Now, here is where we come to social media. Once upon a time, I had a friend who was having a hard time being single. We talked and he said “I look at these people on Facebook with their partners and it looks so easy. They are in love, on vacation and seem to always be having wine and good food. I want that, I wish I could have that” I also have another friend who talked to me about how unhappy she was in her relationship and how miserable both her and her partner made each other. What is curious to me, is that the unhappy couple constantly posted images and stories about how great their lives are. Their story reflects a life of love, abundance and happiness, leading the audience to naturally think about how great their relationship and sex must be, but when you publish a story you have the power to edit it. Not loving the way you look? Well, guess what, there’s an app for that. With just a slide of a bar you can take years off, pounds off, you can even give yourself some cute cat ears. Now, if I’m on an
app and I see someone with cat ears I know they are not part feline, but the subtle filters, they can create a beautiful illusion. I have been on a few dates (well, more than a few) where the pictures were so well edited I had no idea who the hell the person was across the table (why lie, sometimes it was the bed, what can I say, when I RSVP I cum).
To be clear, I’m not bashing filters or people who post only happy pictures no matter what is actually happening. To be honest, I really understand that inclination. I have had days where I need to believe things are good. Days that I need to hold my breath, squeeze into my skinny jeans and dim the lights to hide my battle with gravity. These are the days that I need to change my story. Have you read my about me section? Do you have any idea how many pictures I took to get that one good picture for my website? I don’t fault the publisher, what I’m speaking to, is the harm that can come from believing an illusion.
If you google how often people are on social media, you will find that most studies show that the average person can spend about two hours a day on social media. Two hours of looking at someone else’s highlights and likes. That is two hours a day of subconsciously conditioning your brain to compare yourself to someone else. That is just scary. There are actual parts of our brain that light up when we get a like, we will receive dopamine (the feel good chemical) when we see those notifications. It can become intoxicating and addicting.
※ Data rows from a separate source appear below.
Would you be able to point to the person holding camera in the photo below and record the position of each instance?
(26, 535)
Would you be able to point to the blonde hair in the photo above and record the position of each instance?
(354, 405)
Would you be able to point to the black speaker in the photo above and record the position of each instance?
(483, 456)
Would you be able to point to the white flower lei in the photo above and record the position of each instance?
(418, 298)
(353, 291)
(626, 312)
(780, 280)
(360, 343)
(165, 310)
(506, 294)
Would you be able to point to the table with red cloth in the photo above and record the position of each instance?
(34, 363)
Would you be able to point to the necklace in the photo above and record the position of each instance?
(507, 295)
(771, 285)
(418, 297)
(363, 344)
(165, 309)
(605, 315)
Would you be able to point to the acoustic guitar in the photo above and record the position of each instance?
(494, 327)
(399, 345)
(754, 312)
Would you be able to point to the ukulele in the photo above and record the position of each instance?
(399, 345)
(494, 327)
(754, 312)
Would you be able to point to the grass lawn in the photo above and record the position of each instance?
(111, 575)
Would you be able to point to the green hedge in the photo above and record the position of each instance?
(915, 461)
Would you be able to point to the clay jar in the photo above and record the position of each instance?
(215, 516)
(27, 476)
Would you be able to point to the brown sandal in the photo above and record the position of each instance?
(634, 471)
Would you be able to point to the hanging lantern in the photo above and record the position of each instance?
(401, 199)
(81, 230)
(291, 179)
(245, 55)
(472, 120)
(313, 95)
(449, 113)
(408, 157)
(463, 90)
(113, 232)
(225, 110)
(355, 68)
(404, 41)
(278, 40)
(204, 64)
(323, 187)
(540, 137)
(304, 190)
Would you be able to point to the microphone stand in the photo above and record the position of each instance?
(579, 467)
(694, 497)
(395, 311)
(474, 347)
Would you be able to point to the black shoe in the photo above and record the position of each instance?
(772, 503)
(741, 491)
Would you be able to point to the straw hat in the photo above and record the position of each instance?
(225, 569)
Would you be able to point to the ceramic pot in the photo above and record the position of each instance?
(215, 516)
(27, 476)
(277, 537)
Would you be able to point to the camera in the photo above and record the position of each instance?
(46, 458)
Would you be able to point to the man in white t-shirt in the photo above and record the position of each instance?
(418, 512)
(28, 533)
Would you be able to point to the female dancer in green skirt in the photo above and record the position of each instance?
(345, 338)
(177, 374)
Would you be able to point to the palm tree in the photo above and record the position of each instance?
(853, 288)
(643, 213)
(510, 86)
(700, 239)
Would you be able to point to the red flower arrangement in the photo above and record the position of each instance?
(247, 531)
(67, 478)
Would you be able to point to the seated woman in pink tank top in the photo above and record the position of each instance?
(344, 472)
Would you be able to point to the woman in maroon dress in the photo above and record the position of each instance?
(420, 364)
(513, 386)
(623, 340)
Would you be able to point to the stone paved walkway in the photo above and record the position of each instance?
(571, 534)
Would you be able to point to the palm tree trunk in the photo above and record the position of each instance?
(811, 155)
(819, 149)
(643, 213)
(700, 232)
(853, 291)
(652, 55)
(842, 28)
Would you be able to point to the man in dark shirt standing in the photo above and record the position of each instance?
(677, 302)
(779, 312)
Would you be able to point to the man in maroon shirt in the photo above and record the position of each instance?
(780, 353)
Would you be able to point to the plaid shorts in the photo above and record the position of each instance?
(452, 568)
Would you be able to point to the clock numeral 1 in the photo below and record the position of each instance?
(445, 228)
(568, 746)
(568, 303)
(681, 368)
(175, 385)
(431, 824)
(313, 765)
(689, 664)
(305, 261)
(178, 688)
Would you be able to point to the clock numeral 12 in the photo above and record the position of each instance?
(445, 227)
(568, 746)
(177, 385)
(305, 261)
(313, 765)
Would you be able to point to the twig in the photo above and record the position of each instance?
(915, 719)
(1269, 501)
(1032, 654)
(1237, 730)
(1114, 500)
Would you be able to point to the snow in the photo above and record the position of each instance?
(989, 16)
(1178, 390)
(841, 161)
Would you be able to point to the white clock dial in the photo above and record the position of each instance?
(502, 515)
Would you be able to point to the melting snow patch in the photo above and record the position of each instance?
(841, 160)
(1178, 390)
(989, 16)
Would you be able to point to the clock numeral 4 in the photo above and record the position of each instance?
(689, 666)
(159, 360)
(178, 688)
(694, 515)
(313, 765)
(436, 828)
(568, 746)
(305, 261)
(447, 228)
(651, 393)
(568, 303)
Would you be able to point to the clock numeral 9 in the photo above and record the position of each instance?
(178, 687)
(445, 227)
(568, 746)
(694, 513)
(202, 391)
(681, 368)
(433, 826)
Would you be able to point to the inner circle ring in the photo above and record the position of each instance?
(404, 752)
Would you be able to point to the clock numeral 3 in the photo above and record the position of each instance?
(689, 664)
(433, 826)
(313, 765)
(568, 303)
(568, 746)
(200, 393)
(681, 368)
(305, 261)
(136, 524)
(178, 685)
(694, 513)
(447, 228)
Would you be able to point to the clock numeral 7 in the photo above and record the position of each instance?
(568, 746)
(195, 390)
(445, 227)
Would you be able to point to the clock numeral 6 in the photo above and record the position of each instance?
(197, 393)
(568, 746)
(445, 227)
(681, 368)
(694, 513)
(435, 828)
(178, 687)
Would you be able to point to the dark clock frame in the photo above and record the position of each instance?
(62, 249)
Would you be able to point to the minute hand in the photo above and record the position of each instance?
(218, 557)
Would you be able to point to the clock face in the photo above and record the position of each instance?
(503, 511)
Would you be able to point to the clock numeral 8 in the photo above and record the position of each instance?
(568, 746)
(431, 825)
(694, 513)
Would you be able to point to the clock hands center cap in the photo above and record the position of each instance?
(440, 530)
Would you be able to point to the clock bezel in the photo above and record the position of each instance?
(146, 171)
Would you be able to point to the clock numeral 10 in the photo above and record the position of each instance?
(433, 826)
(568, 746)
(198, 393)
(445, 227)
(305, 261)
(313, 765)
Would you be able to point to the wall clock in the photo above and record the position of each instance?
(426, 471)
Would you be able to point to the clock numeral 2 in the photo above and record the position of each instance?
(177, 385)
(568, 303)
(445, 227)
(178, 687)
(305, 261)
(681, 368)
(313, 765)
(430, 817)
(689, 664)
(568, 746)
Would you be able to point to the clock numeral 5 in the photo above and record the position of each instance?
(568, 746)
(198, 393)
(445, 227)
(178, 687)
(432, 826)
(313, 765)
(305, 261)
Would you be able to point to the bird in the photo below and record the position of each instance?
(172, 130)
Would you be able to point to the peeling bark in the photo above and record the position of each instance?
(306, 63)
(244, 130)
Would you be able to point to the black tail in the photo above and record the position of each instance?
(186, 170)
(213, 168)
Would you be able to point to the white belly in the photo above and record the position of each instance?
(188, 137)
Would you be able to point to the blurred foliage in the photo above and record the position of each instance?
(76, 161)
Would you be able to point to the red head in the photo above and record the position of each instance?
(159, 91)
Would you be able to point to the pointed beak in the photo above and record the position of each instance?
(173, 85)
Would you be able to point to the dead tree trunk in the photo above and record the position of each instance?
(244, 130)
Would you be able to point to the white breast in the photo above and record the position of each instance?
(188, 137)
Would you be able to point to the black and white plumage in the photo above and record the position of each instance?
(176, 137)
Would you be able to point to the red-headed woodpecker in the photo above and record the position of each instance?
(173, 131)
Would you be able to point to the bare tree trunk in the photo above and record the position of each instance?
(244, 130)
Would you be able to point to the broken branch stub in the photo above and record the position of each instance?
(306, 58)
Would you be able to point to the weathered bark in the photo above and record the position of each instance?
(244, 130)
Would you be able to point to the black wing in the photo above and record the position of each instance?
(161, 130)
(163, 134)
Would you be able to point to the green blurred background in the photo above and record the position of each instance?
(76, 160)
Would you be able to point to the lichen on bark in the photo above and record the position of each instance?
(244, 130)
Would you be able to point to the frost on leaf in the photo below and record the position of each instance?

The Canadian Association of Mental health reported that students in grades 7-12 who spent over 2 hours a day on social media reported higher depression, anxiety and suicidal thoughts.
Stories have gone from being told and left to interruption to a live and interactive experience that is being critiqued in real time. While I can see the great things that this interaction can do, I also look at the contrast. If our story/post isn’t liked what does that say about our personal experience? What happens if we link our value to validation from the 1000 friends we have never met? Am I attractive If the new standard of beauty is the end result of makeup, lighting, filters, fillers, doctors and a team of 10 people working hard to make getting out of my car look “natural”?